債務危機に陥った中国の大手スーパー「蘇寧易購」が、5月5日に売買を停止し、翌6日に銘柄略称を「ST易購」に変更すると発表した。
蘇寧易購は去年1年間、売上高が前年より44.94%下がって1389億400万元(約2兆7260億円)に、また赤字額は同じく5倍以上増えて432億6500万元(約8491億円)を計上した。
赤字となったのは上場から18年間で二度目であり、またその額は2010-2019年の10年間の利益総額に匹敵する。
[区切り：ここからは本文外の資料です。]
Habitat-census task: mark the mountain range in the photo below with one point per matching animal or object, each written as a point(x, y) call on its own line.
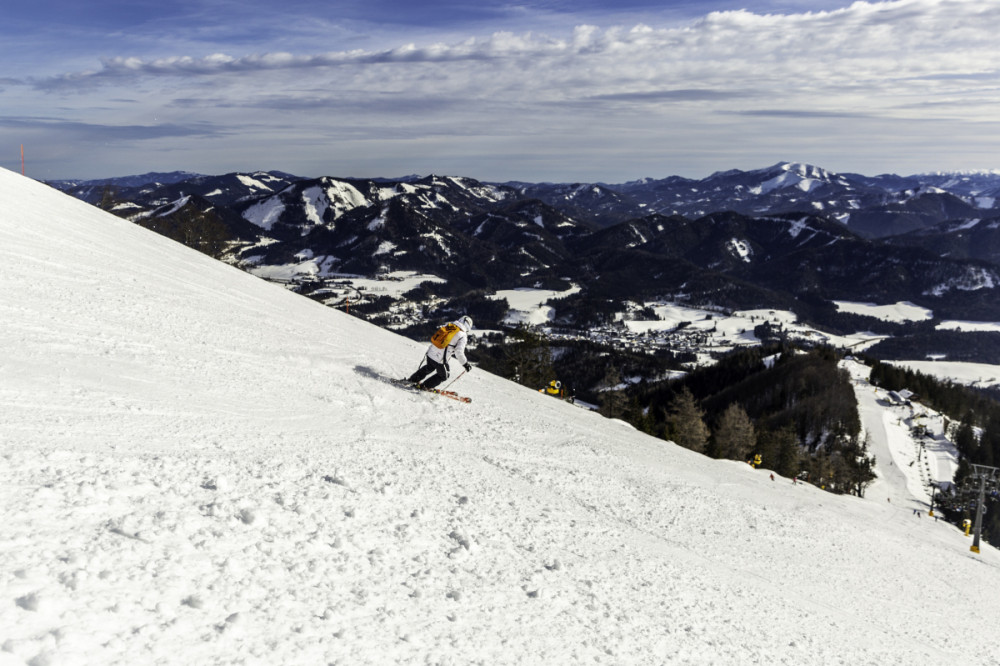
point(791, 235)
point(201, 468)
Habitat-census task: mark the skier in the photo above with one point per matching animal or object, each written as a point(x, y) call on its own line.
point(448, 342)
point(554, 388)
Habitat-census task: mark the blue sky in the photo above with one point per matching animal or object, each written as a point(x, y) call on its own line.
point(553, 90)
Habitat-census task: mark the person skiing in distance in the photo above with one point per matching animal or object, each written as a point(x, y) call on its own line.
point(448, 342)
point(554, 388)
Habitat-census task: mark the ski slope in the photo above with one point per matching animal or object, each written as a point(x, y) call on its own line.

4月29日に発表した今年第一四半期の決算によると、売上高は前年同期比で64.13%ダウンとなる193億7400万元(約3802億円)、また4億5600万元の黒字だった前年同期から一転し、10億2900万元(約202億円)の赤字計上となっている。
こうした事態に陥ったのは、新型コロナによる影響のほか、スポーツ、エンタメ、デパートなど様々な業務や資産をこれまで買収し続けてきたことが大きな原因である。広範囲に及ぶむやみな拡大で、結局は債務危機にはまってしまった。
蘇寧易購は3月初め、蘇寧消費金融の株式の39%を、南京銀行およびフランスのBNPパリバに3億6900万元(約72億円)で売却すると発表した。
また、蘇寧易購が筆頭株主となっている免税店のLAOX(ラオックス)も、コロナの影響で閉店が相次ぎ、苦しい経営が続いている。